Ten questions for better discussions at work
Small talk is great but here are the questions to get to better conversations
1. Tell me your thinking behind X
Not just "why did you do X" because using 'why' can be very accusatory. Instead, asking people to explain their thinking behind an action they took can help you understand where they are coming from.
2. What happened?
When something goes wrong or someone makes a mistake, don't go in guns blazing asking "why did you do this" or "tell me why you made this mistake" - again, why is accusatory. Instead, you'll get a better response if you ask what happened.
3. If you were in my shoes, what would you do?
Sometimes, putting yourself in another's shoes or putting someone else in your shoes can be the best way forward.
4. If you knew the right answer, what would you say?
Sometimes, your team knows what the right answer is but they don't have the confidence to say it out loud. This question gives them an opportunity to say it.
5. I see X, Y and Z. Help me understand what else I'm missing that would be important to understand.
When discussing projects or reports or presentations, it's great to understand what is there but also to understand what isn't there. Risks, errant data, power players behind the scenes that aren't on your side - these are all good to know.
6. Could you walk me through and tell me how you got 'X'?
Just because someone gives you the wrong data / information / answer / conclusion doesn't mean that they are wrong. They could be seeing something you're not.

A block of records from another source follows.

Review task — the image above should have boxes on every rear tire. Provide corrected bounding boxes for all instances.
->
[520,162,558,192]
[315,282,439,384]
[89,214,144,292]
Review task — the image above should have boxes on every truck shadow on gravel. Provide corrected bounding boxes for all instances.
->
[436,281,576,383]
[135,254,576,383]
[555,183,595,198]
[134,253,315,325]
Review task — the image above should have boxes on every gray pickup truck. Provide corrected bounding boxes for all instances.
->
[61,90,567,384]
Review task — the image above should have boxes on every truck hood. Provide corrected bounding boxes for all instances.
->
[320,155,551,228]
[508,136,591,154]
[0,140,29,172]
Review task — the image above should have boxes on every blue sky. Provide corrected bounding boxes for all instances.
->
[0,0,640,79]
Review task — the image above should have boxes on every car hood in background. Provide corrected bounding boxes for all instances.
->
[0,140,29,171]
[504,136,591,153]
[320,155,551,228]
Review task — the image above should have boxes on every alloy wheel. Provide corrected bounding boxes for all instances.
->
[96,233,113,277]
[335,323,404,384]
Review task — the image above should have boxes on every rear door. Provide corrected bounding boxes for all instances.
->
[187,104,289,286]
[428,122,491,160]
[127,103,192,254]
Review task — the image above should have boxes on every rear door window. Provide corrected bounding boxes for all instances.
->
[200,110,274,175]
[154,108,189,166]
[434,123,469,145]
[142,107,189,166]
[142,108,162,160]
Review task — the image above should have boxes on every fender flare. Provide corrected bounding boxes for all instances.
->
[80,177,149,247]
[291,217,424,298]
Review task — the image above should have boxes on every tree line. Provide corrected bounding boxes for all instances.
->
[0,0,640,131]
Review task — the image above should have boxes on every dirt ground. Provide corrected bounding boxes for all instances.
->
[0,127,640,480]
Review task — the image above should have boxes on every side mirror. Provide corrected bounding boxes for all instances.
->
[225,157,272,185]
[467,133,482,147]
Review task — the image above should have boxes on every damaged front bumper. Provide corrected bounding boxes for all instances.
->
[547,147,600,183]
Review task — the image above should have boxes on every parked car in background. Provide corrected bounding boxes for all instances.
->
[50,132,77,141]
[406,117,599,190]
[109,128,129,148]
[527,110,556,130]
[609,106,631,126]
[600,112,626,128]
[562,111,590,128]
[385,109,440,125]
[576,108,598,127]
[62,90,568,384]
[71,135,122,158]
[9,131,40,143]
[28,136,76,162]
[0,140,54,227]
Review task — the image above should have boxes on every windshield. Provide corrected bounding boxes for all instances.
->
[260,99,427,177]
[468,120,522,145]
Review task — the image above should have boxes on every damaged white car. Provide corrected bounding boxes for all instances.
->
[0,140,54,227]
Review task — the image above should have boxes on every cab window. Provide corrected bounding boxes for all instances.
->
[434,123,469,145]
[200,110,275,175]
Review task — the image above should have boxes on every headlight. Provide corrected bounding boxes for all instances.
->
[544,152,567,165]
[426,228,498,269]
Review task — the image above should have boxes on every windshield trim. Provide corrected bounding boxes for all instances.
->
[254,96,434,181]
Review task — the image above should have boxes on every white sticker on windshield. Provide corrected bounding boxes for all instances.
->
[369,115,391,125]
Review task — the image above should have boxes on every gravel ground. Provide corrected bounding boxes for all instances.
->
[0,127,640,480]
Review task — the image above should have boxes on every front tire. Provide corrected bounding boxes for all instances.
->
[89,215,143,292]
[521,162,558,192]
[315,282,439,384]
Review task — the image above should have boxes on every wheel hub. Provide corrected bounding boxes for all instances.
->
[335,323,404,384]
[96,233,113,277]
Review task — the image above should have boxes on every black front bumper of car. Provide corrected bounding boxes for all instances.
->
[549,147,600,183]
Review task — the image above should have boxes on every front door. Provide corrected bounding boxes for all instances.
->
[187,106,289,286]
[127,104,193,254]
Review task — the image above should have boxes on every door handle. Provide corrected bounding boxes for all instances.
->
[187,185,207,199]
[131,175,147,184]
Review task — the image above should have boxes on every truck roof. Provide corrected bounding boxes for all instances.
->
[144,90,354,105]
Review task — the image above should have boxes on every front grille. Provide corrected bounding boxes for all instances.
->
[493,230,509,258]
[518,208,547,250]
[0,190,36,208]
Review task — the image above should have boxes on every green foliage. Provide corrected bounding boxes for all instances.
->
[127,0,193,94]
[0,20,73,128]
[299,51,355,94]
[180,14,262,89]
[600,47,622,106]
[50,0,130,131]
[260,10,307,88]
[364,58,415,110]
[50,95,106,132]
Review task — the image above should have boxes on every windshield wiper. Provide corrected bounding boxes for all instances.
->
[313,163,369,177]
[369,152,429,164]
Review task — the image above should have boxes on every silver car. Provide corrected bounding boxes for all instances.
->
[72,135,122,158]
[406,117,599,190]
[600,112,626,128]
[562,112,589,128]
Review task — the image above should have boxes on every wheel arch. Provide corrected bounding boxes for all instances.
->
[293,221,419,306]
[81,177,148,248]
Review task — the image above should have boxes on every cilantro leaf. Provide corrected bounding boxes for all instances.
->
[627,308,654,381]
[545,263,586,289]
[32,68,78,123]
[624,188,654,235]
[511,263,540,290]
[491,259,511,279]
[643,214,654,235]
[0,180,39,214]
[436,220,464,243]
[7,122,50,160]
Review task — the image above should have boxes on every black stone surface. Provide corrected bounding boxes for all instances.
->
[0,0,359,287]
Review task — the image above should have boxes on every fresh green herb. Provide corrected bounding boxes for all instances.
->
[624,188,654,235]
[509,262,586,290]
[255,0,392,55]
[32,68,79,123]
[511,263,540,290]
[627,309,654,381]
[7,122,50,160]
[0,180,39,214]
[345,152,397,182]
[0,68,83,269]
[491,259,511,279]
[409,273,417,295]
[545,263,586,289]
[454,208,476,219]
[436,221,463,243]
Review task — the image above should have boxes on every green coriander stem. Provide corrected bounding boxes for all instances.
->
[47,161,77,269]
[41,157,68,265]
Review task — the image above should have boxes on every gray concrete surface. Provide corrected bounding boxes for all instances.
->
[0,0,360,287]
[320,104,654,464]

7. Have you considered "Y"?
Not a straight up "hey you're missing Y". Again, maybe they (team, boss, executive) have already considered it and left it out for a good reason.
8. What evidence would you have to see to change your mind?
When arguing, if you can't present any evidence that would change the other person's mind then don't argue. If you ask this question and the other person tells you what evidence they need, then find that evidence.
9. How am I supposed to do that?
Chris Voss' negotiation question. It throws the ball back into the other person's court.
Will you take $200k starting salary with a 20% bonus?
How am I supposed to make that salary work in this expensive city?
10. And what else?
Michael Bungay Stanier's Lazy Question. It's a great question because the other person has to do the work in determining if there is anything else to talk about.